Baker Mayfield is heading into 2026 with a warning attached to his name. Pro Football Focus has identified the Buccaneers quarterback as a candidate to throw more interceptions next season, even after he trimmed his total to 11 in 2025.
That is why his turnover profile is drawing attention now. Mayfield is entering the final year of his deal with Tampa Bay, and any spike in interceptions would shape both the Buccaneers’ offense and the discussion around his future beyond this season. He threw 3,693 yards and 26 touchdown passes in 2025, but his completion percentage fell to 63.2 and his margin for error shrank.
Mark Chichester pointed to Mayfield as one of the quarterbacks most likely to see interception numbers swing upward, writing that few passers in the data show interception luck more clearly. Chichester also noted that Mayfield once lived through a much harsher version of that split in 2019, when he finished as the second-unluckiest quarterback in football with a net-luck figure of -8.1 and threw 21 interceptions in Cleveland on a profile the model projected closer to 13.
That history matters because Mayfield’s recent production has not followed a straight line. He threw for 4,044 yards, 28 touchdowns and 10 interceptions in 2023, then jumped to 4,500 yards, 41 touchdowns and 16 interceptions in 2024, when the Buccaneers won 10 games. His 2025 season looked cleaner on the surface, but it still carried warning signs: six of his interceptions were dropped, and he had 20 throws that Pro Football Focus classified as turnover-worthy.
The Buccaneers are trying to manage that risk while also rebuilding the offense around him. The team added running back Kenneth Gainwell and rookie receiver Ted Hurst, and Mayfield is working with new offensive coordinator Zac Robinson, whom he already knew from his time with the Rams at the end of the 2022 season. Tampa Bay missed the postseason for the first time since Mayfield arrived, so the pressure on the offense is no longer theoretical.
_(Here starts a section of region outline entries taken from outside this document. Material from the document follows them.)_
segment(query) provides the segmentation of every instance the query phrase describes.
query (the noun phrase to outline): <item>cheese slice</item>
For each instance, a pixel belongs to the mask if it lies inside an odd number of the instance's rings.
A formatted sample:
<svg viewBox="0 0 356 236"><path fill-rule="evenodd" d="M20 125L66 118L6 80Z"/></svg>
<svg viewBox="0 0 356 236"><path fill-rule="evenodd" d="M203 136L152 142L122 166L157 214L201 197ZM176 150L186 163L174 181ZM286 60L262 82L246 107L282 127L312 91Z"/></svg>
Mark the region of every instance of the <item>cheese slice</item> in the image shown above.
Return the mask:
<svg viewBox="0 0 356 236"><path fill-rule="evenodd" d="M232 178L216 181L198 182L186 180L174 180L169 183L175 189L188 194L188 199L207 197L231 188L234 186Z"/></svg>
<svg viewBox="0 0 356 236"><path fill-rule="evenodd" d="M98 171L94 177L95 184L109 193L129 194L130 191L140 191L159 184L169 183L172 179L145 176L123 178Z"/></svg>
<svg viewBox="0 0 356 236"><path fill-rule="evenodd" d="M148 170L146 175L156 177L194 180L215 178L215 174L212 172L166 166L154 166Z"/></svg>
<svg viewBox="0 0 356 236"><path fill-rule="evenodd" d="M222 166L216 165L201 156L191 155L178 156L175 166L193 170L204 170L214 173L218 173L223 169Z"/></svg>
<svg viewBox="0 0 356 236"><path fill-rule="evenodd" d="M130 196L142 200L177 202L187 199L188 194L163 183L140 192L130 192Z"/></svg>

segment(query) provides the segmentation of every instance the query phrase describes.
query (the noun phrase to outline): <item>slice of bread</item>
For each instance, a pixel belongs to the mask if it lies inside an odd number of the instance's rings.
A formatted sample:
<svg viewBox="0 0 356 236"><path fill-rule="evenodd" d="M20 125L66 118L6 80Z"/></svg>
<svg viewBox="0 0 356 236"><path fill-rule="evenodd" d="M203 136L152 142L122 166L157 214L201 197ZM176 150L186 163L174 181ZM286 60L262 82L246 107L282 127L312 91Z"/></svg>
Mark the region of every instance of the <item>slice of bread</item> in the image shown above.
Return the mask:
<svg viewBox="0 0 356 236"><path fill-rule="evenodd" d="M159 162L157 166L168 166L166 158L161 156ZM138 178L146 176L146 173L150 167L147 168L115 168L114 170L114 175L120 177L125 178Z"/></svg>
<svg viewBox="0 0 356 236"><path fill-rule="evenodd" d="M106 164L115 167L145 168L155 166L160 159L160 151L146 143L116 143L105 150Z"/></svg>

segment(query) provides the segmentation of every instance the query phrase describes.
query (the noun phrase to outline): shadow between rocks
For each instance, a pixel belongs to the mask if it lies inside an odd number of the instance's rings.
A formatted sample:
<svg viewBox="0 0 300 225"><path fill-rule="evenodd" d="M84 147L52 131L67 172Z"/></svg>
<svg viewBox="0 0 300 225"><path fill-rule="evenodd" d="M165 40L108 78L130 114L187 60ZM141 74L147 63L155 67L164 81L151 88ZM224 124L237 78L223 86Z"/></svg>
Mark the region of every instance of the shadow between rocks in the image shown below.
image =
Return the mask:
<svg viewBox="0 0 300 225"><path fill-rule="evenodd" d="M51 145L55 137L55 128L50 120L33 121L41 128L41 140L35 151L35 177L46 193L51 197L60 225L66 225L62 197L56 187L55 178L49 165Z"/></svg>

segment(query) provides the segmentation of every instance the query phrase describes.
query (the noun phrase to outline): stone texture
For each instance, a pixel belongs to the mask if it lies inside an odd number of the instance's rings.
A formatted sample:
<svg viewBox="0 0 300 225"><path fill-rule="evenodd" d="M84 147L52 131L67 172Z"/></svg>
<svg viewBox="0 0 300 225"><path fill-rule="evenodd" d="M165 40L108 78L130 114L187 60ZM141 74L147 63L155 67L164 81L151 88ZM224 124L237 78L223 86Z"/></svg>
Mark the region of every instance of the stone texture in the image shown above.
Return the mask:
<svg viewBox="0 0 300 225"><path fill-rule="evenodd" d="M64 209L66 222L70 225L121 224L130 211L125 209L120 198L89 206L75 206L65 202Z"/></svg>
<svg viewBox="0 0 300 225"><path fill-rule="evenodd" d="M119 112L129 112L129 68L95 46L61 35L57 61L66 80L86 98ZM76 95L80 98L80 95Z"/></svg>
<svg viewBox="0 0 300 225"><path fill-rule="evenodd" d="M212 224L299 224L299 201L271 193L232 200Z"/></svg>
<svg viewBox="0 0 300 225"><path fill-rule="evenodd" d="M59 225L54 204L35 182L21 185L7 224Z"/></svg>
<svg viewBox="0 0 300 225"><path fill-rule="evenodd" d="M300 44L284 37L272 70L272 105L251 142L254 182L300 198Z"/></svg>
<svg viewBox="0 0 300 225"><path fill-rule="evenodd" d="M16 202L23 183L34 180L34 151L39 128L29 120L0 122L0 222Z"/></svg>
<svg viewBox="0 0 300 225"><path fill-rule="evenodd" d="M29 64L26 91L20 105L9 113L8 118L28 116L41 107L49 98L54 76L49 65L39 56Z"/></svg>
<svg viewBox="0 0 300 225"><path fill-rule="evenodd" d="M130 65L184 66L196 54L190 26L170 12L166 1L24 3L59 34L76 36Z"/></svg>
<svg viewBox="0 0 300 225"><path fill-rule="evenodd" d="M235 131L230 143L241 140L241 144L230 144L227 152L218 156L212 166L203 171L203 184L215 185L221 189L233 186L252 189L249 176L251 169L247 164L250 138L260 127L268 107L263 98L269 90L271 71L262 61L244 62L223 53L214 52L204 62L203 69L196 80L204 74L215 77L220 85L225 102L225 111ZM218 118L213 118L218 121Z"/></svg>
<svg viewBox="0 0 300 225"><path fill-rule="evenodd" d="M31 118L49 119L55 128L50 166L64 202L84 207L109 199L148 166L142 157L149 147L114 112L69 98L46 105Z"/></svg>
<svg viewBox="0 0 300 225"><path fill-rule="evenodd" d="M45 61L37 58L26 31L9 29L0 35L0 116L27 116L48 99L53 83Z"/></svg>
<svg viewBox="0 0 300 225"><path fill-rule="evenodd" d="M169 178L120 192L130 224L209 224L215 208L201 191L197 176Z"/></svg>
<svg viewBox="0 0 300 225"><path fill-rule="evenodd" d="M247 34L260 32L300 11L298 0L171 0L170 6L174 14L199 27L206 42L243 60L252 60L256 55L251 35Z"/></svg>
What happens in 2026 will matter because it is Mayfield’s contract year, and the Buccaneers do not need a repeat of the instability that can come with tipped throws, dropped picks and a quarterback whose numbers are already being watched as closely as his arm. If he protects the ball again, the warning will look overstated. If not, the next round of contract talks could get much harder for both sides.